Determined to hold someone accountable for what happened to James.
Owen and his mother took the St George’s Healthcare NHS Trust – who were responsible for providing medical care to the system to the prison – and the London Ambulance Service to court.
The process was an emotionally draining one for both Owen and his mother.
“It was difficult for me and my mum, because we sort of led the court battle.

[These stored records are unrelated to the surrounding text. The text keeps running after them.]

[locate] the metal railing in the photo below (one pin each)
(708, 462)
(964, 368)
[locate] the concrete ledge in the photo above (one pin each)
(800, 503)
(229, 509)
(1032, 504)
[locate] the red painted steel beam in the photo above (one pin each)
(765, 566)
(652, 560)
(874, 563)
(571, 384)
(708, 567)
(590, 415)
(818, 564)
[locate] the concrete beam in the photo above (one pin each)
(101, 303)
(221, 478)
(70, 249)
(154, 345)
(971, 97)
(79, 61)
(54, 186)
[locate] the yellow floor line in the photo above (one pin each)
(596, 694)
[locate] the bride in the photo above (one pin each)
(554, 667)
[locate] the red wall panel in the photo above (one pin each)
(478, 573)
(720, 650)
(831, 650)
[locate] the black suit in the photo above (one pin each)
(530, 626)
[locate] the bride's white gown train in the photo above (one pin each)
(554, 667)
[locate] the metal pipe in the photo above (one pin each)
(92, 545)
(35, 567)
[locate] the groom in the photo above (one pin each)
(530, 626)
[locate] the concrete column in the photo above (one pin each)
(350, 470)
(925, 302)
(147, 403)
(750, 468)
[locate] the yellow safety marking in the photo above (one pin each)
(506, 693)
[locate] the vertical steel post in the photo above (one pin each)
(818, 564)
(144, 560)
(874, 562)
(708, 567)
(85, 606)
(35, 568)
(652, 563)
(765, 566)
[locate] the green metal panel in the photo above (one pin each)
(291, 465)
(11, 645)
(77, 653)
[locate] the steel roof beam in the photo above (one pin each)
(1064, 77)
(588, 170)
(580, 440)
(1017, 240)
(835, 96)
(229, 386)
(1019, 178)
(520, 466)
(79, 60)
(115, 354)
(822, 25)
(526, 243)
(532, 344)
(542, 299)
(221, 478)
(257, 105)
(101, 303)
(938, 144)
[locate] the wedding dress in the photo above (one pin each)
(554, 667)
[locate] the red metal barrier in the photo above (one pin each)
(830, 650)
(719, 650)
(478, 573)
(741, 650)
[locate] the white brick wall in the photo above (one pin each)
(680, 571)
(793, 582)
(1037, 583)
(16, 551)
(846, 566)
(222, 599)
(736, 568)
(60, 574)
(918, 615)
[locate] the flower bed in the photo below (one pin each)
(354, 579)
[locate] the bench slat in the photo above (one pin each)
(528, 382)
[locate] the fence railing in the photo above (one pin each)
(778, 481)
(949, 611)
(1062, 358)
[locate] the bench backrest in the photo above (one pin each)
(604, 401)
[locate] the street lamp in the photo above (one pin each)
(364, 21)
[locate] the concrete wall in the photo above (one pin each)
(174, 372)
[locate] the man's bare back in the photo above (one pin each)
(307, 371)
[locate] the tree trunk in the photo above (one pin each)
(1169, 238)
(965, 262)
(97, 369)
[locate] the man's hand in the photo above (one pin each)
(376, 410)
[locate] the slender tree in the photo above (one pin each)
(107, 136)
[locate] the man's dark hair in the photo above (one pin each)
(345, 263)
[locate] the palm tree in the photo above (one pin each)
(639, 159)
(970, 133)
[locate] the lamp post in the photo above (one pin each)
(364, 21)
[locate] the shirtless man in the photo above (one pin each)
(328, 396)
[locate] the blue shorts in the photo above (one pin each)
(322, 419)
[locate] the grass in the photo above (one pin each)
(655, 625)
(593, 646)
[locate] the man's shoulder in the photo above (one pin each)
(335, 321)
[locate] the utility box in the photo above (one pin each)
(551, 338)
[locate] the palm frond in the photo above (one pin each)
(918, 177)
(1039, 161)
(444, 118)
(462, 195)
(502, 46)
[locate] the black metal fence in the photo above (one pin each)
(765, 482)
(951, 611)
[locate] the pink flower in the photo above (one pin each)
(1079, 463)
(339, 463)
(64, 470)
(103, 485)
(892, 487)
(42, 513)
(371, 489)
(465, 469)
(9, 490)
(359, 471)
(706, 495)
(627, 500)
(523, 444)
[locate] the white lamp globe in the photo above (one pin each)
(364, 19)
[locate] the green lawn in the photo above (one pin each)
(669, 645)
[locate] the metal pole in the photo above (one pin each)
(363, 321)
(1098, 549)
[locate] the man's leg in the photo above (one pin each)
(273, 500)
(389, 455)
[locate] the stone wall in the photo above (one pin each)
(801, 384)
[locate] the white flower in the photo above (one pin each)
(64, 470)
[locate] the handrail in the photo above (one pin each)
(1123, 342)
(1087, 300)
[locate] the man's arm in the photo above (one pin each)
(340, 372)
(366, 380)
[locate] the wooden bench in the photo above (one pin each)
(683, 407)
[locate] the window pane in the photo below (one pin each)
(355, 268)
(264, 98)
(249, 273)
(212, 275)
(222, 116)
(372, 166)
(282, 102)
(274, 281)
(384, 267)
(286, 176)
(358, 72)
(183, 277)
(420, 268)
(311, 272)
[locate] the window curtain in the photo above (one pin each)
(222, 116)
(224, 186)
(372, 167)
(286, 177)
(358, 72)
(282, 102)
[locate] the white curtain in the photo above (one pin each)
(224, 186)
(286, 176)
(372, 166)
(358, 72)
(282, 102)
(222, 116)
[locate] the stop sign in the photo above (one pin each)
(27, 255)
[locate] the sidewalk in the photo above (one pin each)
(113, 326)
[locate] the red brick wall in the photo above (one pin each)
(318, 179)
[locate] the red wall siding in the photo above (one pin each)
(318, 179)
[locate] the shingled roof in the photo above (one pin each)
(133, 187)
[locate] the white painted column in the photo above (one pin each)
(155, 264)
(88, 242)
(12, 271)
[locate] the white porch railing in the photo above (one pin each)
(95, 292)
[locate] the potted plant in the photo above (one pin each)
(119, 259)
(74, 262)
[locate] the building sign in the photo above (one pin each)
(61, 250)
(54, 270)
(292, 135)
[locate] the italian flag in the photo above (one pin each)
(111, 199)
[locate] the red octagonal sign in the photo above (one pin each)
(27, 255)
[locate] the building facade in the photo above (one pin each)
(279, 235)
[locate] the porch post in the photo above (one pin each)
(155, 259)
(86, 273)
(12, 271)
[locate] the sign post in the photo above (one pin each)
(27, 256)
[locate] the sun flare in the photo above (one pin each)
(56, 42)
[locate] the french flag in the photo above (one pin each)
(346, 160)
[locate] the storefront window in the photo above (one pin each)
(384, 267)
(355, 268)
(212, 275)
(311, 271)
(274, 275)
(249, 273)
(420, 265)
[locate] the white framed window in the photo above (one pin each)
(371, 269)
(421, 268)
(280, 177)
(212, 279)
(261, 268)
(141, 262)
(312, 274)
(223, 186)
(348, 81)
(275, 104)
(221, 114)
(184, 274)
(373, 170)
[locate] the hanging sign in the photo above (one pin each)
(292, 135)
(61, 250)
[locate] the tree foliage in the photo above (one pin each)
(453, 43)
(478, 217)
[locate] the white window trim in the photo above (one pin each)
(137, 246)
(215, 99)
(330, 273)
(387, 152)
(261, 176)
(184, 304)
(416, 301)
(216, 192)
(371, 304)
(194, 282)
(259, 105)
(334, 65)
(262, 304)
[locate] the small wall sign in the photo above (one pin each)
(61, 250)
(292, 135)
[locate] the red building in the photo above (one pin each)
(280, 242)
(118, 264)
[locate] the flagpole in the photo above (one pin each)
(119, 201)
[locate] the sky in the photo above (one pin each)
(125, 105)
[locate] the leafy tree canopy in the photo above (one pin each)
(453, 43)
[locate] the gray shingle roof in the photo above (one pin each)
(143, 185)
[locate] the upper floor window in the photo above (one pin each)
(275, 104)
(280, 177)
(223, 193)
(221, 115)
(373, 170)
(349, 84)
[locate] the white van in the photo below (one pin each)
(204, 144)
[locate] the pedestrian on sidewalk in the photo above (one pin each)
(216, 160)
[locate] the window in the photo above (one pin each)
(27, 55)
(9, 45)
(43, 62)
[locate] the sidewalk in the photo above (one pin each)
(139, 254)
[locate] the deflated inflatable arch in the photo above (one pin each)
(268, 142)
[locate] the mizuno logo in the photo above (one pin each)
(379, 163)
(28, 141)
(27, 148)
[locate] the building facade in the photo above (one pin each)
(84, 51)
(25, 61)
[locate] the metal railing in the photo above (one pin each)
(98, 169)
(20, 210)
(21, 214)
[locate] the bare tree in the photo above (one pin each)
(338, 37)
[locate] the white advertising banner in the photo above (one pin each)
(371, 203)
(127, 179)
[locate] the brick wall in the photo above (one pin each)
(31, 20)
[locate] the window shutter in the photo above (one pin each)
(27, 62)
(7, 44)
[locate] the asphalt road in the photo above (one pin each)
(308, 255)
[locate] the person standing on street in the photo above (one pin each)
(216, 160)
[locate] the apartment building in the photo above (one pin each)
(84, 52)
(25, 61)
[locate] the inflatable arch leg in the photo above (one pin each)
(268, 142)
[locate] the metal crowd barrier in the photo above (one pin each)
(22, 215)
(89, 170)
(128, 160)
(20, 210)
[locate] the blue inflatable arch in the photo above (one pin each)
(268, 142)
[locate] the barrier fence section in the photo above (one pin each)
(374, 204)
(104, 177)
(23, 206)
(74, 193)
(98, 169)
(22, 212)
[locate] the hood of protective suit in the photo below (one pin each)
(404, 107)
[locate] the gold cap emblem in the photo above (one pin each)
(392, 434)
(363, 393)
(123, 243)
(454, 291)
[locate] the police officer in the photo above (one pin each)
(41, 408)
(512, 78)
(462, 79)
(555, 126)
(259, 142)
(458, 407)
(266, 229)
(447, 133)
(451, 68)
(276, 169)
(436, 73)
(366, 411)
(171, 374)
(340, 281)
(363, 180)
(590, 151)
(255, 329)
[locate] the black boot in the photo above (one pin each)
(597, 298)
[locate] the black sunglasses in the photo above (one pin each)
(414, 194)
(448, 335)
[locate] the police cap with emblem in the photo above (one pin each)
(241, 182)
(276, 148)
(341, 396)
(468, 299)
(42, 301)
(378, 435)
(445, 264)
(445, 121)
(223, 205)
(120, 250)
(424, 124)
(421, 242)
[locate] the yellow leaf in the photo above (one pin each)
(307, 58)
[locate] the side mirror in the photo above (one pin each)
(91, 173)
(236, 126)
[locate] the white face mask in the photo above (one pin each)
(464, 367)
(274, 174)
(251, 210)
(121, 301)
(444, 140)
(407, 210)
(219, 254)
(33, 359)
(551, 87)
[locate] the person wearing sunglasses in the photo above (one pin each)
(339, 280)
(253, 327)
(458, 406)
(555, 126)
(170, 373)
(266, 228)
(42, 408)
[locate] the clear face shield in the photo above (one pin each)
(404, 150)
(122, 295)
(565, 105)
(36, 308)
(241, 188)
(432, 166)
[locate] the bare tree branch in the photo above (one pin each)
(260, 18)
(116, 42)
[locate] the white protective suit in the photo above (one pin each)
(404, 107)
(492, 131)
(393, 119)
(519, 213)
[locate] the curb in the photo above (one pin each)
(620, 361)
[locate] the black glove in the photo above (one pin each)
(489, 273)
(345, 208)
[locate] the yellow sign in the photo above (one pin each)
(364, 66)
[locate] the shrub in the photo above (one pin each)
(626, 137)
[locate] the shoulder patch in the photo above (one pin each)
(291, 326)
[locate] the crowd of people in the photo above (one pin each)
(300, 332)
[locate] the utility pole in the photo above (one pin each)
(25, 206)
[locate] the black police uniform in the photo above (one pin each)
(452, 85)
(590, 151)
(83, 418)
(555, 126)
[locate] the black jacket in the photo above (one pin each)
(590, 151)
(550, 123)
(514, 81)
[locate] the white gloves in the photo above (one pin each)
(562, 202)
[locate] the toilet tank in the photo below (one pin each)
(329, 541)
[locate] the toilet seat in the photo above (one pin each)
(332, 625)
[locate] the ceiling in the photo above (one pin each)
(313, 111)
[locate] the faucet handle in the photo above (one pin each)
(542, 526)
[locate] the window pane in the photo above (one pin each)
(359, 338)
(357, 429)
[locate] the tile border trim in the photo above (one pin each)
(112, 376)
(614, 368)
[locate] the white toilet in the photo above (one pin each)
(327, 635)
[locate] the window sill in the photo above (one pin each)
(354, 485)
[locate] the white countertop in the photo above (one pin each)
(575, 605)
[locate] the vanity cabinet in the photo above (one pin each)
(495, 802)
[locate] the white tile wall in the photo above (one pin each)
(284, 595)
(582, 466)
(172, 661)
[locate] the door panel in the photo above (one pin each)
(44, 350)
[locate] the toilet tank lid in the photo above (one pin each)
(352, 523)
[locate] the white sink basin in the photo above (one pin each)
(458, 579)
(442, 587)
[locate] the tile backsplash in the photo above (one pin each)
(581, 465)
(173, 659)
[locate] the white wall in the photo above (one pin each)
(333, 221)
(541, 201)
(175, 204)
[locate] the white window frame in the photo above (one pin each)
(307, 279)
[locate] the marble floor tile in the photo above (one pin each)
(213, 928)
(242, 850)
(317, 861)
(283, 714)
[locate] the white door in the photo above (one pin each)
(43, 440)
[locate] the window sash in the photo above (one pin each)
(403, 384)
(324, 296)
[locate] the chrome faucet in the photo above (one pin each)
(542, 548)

It was very, very tough,” he explained.
The case made it all the way to the High Court , where the judge ultimately ruled against them.
But a positive outcome from the legal fight was one judge’s ruling, which Owen said, would force prisons to call for blue light ambulances immediately.
He said: “My understanding is the judge instructed for future reference that all prisons should automatically get a blue light ambulance.
“[They] can then cancel it if they need to cancel it, rather than having to try to debate it for three minutes while someone’s dying.
“So we got some rule changed or best practice guidelines changed.”
Since James’ tragic death rules around unsupervised exercise in prisons have also changed.
Responding to the points raised in this article a Prison Service spokesperson said: “Our thoughts remain with the family and friends of Mr Best.
“Since his death we have introduced a number of improvements to ensure quicker transfers to hospital and enhanced health assessments of prisoners.”